Series of novels based on the Independence Day film series

The feature film Independence Day has been the inspiration for a series of novels. The first three novels were originally published in the 1990s based on the 1996 release of the first film, and were republished in March 2016 as a single-volume edition (The Complete Independence Day Omnibus).

== Independence Day ==

The first book in the series is the novelization of the first film. Author Stephen Molstad wrote the novel to help promote the film shortly before its release. The novel goes into further detail on the characters, situations, and overall concepts not explored in the film. The novel presents the film's finale as originally scripted, with the character played by Randy Quaid stealing a missile and roping it to his cropduster biplane.

== Independence Day: Silent Zone ==

Following the film's success, a prequel novel entitled Independence Day: Silent Zone was written by Molstad in February 1998. The novel is set in the late 1960s and early 1970s, and details the early career of Dr. Brackish Okun.

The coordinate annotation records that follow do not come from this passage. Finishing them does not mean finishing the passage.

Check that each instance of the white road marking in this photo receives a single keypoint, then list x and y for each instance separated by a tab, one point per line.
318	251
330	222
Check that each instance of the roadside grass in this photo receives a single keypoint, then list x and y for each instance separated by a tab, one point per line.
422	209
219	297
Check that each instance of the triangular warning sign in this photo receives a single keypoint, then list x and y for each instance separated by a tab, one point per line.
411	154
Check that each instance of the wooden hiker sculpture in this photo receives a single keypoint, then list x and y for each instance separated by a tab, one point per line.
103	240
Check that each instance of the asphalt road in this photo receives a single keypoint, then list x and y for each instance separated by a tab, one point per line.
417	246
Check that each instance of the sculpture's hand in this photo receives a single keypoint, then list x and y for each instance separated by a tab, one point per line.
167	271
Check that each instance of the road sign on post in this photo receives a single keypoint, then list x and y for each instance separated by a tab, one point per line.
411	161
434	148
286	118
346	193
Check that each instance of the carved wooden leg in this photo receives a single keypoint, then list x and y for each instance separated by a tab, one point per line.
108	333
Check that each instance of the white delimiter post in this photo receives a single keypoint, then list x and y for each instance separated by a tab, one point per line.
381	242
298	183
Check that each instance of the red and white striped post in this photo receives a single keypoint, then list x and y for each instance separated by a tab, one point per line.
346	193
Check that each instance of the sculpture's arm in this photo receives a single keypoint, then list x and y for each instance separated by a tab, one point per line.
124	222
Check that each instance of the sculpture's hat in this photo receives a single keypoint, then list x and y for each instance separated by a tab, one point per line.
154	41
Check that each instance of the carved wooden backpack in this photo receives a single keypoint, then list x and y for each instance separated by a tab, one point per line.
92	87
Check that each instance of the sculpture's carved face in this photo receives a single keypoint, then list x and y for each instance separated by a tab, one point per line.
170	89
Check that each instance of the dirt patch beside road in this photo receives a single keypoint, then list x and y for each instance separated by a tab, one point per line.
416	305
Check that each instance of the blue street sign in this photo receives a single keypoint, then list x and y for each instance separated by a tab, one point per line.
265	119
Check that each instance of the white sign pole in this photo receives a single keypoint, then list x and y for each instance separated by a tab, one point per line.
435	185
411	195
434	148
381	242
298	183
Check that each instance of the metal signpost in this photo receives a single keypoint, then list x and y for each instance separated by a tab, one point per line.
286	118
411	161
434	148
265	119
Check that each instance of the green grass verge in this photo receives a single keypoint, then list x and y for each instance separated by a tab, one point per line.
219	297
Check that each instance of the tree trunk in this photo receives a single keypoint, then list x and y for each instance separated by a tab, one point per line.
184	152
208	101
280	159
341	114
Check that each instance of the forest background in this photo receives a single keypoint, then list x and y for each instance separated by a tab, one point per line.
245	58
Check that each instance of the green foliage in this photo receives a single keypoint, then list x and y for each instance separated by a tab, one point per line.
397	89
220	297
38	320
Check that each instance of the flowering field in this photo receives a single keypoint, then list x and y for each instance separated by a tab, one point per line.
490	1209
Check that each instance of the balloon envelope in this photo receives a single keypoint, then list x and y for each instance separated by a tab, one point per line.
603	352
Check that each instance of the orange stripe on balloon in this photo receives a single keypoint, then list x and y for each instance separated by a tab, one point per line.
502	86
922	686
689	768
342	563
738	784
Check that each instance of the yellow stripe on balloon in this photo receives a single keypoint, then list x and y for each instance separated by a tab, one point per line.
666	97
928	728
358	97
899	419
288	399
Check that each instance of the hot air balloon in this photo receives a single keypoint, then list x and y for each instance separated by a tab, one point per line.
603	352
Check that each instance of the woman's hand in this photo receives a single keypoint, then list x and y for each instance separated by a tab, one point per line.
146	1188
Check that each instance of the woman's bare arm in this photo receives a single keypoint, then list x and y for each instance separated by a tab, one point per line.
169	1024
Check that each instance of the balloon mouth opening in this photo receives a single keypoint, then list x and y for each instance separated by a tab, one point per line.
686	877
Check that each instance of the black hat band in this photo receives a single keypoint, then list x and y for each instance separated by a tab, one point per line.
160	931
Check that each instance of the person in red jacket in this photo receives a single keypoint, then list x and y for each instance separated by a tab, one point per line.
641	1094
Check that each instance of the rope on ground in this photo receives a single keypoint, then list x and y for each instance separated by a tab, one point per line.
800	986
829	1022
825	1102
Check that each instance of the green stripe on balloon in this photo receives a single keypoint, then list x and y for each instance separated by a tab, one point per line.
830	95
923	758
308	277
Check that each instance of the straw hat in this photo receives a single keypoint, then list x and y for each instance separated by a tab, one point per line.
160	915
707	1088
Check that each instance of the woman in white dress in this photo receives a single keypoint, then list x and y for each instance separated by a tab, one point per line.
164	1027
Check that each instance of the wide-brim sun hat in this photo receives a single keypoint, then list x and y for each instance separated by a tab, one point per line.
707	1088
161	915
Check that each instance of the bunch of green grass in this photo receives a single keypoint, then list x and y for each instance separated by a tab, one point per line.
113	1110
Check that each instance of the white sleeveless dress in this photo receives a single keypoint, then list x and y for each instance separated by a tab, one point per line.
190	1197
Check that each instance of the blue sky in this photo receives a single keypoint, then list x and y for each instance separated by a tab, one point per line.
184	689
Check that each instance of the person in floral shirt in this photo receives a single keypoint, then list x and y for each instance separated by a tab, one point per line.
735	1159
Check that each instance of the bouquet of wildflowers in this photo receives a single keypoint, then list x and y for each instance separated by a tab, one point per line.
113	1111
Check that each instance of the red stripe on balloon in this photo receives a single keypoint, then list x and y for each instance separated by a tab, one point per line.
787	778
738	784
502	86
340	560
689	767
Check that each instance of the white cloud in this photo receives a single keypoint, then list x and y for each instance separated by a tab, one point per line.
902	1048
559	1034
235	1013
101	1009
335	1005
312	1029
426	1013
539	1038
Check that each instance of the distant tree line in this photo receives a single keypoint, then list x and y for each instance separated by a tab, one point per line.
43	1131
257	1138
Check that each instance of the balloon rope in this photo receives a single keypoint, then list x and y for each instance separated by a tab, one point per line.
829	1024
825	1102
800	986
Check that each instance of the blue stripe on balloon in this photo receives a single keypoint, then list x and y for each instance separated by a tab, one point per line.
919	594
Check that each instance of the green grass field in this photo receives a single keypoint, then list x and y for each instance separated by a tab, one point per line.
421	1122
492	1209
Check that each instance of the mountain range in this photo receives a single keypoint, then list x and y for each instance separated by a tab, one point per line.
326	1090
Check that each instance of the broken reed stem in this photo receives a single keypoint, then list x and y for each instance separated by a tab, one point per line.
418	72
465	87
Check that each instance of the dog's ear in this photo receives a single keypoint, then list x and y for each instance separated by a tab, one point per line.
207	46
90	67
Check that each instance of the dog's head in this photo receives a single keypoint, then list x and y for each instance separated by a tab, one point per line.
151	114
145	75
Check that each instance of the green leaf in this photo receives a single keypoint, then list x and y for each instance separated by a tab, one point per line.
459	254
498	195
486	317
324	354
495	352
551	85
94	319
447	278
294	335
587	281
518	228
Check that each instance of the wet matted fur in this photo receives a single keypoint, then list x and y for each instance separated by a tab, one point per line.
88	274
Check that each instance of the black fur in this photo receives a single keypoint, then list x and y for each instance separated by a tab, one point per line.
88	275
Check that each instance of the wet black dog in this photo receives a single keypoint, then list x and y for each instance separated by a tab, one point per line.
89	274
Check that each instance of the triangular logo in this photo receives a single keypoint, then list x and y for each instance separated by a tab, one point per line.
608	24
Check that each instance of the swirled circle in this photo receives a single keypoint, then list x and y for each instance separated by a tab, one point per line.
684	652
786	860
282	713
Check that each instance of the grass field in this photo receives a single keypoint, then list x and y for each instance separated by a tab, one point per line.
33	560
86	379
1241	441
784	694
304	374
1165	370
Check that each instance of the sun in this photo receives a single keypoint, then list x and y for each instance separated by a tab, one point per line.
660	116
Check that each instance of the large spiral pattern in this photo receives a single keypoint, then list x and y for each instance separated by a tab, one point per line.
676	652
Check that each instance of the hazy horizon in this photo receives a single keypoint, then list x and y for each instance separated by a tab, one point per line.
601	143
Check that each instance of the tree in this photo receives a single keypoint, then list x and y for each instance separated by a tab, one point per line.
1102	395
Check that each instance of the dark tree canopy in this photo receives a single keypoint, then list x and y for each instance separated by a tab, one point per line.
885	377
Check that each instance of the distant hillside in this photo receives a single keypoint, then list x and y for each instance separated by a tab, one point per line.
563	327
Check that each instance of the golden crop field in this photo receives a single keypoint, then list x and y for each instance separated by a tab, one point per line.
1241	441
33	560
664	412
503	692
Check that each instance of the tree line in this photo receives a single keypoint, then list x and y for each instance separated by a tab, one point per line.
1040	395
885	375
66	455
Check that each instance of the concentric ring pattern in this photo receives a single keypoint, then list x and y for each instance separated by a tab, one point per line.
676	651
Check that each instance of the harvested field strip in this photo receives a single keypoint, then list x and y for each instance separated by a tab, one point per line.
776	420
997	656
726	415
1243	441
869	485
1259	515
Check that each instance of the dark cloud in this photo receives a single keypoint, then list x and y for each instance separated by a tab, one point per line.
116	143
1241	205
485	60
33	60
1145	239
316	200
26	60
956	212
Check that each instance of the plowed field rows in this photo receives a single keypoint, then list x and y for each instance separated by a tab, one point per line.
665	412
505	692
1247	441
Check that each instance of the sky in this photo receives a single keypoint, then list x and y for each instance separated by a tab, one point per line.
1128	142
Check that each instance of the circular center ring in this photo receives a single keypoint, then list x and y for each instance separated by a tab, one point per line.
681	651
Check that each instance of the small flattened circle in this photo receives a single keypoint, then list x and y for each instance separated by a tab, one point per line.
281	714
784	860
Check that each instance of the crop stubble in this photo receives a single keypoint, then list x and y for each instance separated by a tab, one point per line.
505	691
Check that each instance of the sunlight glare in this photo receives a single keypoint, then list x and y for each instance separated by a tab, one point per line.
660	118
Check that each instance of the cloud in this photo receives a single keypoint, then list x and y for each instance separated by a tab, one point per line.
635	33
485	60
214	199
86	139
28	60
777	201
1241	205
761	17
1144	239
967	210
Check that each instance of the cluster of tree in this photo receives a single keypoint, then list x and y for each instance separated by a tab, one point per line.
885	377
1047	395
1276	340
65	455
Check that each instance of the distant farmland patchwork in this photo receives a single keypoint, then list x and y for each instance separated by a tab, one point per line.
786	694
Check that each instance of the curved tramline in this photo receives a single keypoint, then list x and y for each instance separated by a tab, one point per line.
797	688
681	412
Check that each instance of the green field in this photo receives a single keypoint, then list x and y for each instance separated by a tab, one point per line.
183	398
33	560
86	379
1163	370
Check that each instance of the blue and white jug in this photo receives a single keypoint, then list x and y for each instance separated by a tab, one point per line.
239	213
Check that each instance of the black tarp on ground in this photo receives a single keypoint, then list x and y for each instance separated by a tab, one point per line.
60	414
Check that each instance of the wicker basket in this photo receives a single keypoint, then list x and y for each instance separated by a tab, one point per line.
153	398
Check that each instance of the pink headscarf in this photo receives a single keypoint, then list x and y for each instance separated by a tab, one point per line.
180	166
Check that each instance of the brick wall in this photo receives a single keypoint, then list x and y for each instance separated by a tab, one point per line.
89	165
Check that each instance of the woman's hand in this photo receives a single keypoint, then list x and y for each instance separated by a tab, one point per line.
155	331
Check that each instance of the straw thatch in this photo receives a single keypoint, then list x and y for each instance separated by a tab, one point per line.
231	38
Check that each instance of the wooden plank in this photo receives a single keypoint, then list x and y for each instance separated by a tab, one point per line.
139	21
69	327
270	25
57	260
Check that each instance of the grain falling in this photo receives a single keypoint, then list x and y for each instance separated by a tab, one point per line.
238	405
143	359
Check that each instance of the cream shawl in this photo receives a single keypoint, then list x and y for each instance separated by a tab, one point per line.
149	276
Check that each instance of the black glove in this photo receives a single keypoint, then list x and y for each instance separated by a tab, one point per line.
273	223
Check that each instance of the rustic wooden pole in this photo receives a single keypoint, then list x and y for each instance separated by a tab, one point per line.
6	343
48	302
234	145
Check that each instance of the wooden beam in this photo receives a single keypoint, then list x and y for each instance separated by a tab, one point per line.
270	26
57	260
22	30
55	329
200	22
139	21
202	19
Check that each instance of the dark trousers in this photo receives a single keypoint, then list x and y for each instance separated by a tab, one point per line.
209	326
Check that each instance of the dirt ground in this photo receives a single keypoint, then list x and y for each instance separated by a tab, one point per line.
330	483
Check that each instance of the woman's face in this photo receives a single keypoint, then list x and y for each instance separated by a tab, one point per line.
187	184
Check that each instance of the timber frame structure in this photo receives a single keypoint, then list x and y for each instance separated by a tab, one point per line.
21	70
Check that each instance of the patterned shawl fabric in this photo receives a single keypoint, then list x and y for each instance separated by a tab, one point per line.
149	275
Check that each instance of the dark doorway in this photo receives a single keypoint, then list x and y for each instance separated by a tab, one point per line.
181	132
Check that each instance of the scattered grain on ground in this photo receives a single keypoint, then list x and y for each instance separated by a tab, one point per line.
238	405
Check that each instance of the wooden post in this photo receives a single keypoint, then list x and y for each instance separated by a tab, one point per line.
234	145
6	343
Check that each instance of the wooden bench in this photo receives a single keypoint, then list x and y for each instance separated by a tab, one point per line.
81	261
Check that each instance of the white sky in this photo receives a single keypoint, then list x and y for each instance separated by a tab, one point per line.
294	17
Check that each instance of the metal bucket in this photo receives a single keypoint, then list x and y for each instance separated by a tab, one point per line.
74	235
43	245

== Independence Day: War in the Desert ==

Molstad wrote a third novel, Independence Day: War in the Desert in July 1999. Set in Saudi Arabia on July 3, it centers around Captain Cummins and Colonel Thompson (ranks corrected to Squadron Leader and Group Captain respectively in the Omnibus reissue which only contains the first three novels), the two Royal Air Force officers seen receiving the Morse code message in the film.

== Independence Day: Crucible ==

Independence Day: Crucible, by Greg Keyes, is the fourth book in the series, published in May 2016 bridging the events of Independence Day and its sequel.

== Independence Day: Resurgence ==

Independence Day: Resurgence, by Alex Irvine, is the novelization of the film of the same name, and the fifth book in the series. It was published on June 21, 2016, three days before the release of the second film on June 24, 2016.